Serious Websites Need Serious Test Environments

For any serious production web site, I sincerely recommend having four different environments in which newly developed features as well as existing, old featues are tested: development, testing, staging and production.

Development Environment

Each developer should have (and normally always have) a software/server stack that is a bare minimum of running the web site application. This normally includes a database and application/web server.

Systems, such as Escenic systems, will require other server components to be present as well, such as LDAP and cache servers, however some developers may choose to not have these installed if or when they're not working on components which doesn't require them to function.

Suggested architecture

Each developer has his/her own database and web/application server. Many like virtal servers running on the development machines for easy re-use, however I'm in favour of natively locally installed components for minimal memory/CPU footprint.

Testing Environment

The purpose of the testing environment is to be able to frequrently test your latest builds of your portal software.

This environment needs only one host and may very well be virtualised, but must feature all the server components that production has, with the notable exceptions of things like memory caches and native library wrappers which improve performance of your application but are not required to make all the features work.

Suggested architecture

One host running all server components. Daily or weekly deployment of the latest code.

Staging Environment

The purpose of the staging environment, is to enable you to see how your new features will look and act when going live, and even more importantly, to debug any problem you encounter with your website in production without inteferring with your existing users in any way.

This environment should be as similar as possible to the prodcution environment. The only exceptions I'd say you don't need are the full number of web facing servers.

This means that you need the same kind of load balancer in your staging environment as your production environment. If you don't have this, the environment is not similar enough to debug all scenarios that your production environment will encounter.

Database redundancy is something that many folks would let out in a staging environment, for reasons I can well understand. However, if you encounter database replication problems in production, there is no place you can debug this - except, well, in production. So again, I'd recommend that you also have this redundancy in the staging environment. But of course, it depends on how mission critical you believe your web site is, as well as your budget, server space and so on.
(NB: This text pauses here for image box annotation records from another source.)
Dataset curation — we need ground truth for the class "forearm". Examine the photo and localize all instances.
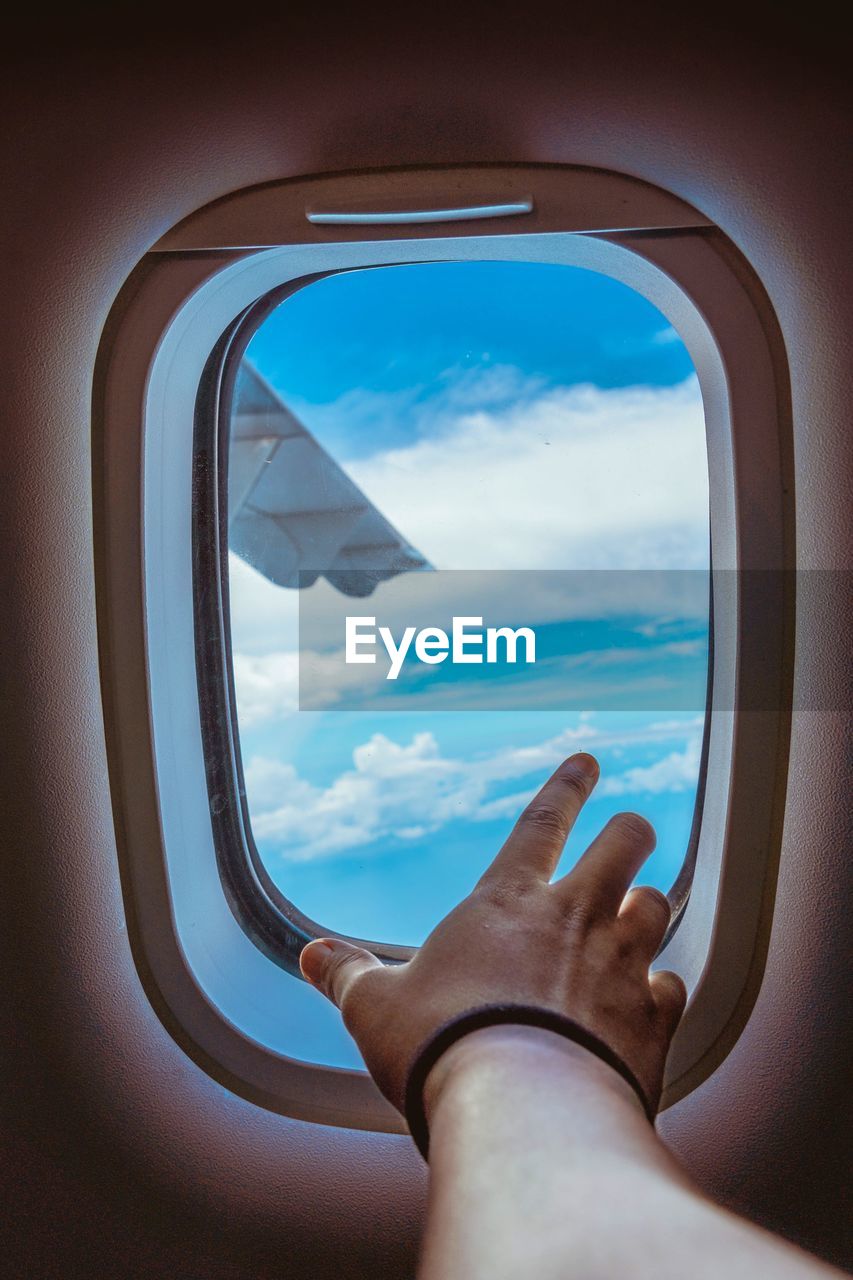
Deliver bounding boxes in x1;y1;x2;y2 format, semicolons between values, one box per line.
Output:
420;1028;833;1280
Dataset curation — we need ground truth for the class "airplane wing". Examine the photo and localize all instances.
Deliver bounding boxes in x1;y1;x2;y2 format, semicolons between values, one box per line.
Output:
228;360;432;596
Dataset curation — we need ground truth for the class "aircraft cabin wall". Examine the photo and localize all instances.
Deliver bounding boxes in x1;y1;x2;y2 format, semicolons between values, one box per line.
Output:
0;5;853;1280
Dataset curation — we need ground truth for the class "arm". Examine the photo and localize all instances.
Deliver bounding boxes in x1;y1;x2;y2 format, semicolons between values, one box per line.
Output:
302;754;833;1280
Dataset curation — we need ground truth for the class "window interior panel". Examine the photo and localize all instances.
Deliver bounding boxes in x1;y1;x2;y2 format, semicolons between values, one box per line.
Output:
222;261;710;962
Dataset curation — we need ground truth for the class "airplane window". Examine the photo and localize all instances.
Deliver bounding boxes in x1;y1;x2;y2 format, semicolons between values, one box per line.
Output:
217;261;710;962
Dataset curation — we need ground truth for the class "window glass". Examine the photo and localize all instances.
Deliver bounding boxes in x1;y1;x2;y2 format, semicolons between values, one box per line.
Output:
228;261;710;945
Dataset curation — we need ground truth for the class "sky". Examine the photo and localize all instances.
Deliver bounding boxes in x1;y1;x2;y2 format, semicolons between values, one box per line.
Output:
229;262;708;1064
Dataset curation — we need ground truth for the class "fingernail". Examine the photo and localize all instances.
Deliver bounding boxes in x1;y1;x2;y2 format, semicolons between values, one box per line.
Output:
300;938;334;986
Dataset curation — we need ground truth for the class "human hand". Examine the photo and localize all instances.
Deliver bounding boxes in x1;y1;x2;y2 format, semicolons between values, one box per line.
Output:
300;753;686;1110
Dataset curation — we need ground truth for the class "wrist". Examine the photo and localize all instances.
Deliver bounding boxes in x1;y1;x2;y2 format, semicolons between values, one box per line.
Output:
424;1024;648;1129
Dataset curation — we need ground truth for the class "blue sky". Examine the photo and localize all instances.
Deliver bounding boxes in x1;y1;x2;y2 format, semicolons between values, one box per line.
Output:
224;262;708;1064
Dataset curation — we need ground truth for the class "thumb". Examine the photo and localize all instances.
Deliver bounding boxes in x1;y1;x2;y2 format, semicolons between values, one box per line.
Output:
300;938;383;1009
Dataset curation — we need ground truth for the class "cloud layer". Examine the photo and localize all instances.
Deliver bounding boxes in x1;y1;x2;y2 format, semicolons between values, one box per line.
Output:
246;717;702;861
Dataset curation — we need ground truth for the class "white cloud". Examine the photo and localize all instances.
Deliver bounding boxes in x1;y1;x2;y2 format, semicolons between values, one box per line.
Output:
229;367;708;654
246;717;702;861
601;735;702;796
347;378;708;570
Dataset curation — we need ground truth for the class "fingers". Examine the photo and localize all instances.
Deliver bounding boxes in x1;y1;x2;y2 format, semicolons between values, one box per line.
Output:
648;969;686;1039
483;751;598;881
619;884;672;961
300;938;383;1009
555;813;657;915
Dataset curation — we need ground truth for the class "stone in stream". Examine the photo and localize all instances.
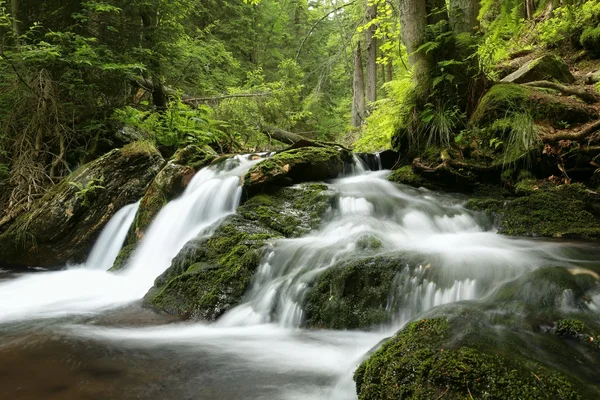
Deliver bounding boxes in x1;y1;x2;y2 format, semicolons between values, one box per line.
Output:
144;184;329;321
501;54;575;84
354;267;600;400
0;142;164;268
244;145;351;196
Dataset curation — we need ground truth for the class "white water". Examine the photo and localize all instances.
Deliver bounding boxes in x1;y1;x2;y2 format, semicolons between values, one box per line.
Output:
85;202;140;271
0;156;258;323
0;161;600;400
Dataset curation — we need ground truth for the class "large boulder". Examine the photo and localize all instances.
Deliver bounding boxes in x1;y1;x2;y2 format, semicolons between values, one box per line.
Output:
244;146;351;196
354;267;600;400
501;54;575;83
470;83;598;128
144;184;329;321
466;180;600;238
0;142;164;267
304;256;407;329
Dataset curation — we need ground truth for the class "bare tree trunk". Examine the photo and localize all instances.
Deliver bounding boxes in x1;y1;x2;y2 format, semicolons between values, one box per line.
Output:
10;0;21;37
400;0;432;103
525;0;535;19
449;0;480;33
365;4;377;102
352;42;365;128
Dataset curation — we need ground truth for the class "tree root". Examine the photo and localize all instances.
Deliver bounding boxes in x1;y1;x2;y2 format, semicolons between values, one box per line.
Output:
523;81;600;104
541;120;600;143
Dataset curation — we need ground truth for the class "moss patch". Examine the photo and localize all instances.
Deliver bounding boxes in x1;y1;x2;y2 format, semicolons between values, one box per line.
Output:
244;146;350;196
144;184;329;321
305;258;406;329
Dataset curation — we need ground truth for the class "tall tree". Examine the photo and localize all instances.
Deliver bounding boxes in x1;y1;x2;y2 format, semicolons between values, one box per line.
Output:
352;41;365;128
365;0;377;102
400;0;433;102
449;0;480;33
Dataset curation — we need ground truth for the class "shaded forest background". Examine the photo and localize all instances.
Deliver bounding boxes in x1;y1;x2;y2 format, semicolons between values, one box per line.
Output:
0;0;600;211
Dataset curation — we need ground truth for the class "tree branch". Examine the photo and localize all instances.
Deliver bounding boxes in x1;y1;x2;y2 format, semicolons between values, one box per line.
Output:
523;81;600;104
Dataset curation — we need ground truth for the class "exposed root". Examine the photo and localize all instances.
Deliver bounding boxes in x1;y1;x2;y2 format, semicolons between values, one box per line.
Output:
523;81;600;104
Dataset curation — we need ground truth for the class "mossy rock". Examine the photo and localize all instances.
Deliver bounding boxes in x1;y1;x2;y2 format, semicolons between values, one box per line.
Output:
502;54;575;84
354;312;598;400
489;267;600;318
172;144;217;171
304;258;407;329
466;184;600;238
0;142;164;267
244;146;351;196
470;83;598;128
579;26;600;57
144;184;329;321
Another comment about the staging environment: since it's to ressemble your real environment, the machines need to be so as well. If you're not using virtualisation in production, don't do it in staging either. I've had customers desperately wanting to debug I/O problems they face in production, but are left up the creek without a paddle since they don't have a staging environment which features a credible test environment for them.

I cannot stress this enough: having a real, credible, trustworthy staging environment is a sound investment for your company.

The staging environment should also have real content and not test content. Many bugs on your web site will be triggered because of the particularities of the content produced/presented or the way the site is used. Hence, to catch these bugs, be sure to populate your staging environment with real content. One way of doing this, is to do weekly database imports from the production environment.

Suggested architecture

Load balancer, real hosts (if your production environment uses this), two DBs, two cache servers and two web/application servers. Deployment of RCs of your portal software, i.e. not that often.

Production Environment

The environment serving your website. Whateveer site you have, you should at least have: a load balancer, two cache servers, two web and/or application servers and two database servers.

Since the usage scenario is very different of the web facing servers and that of the application server and database servers, I recommend having these components on physcially separated hosts. This way, you can tweak the OS on the different hosts to specially cater for the server software running on it. See e.g. my article on optimising the TCP connection handling for an example of this.

All critical services, such as the DB, should have a virtual IP (VIP) with a heartbeat checking the availbility of those servers and shifting the VIP to the hot standby server for that component.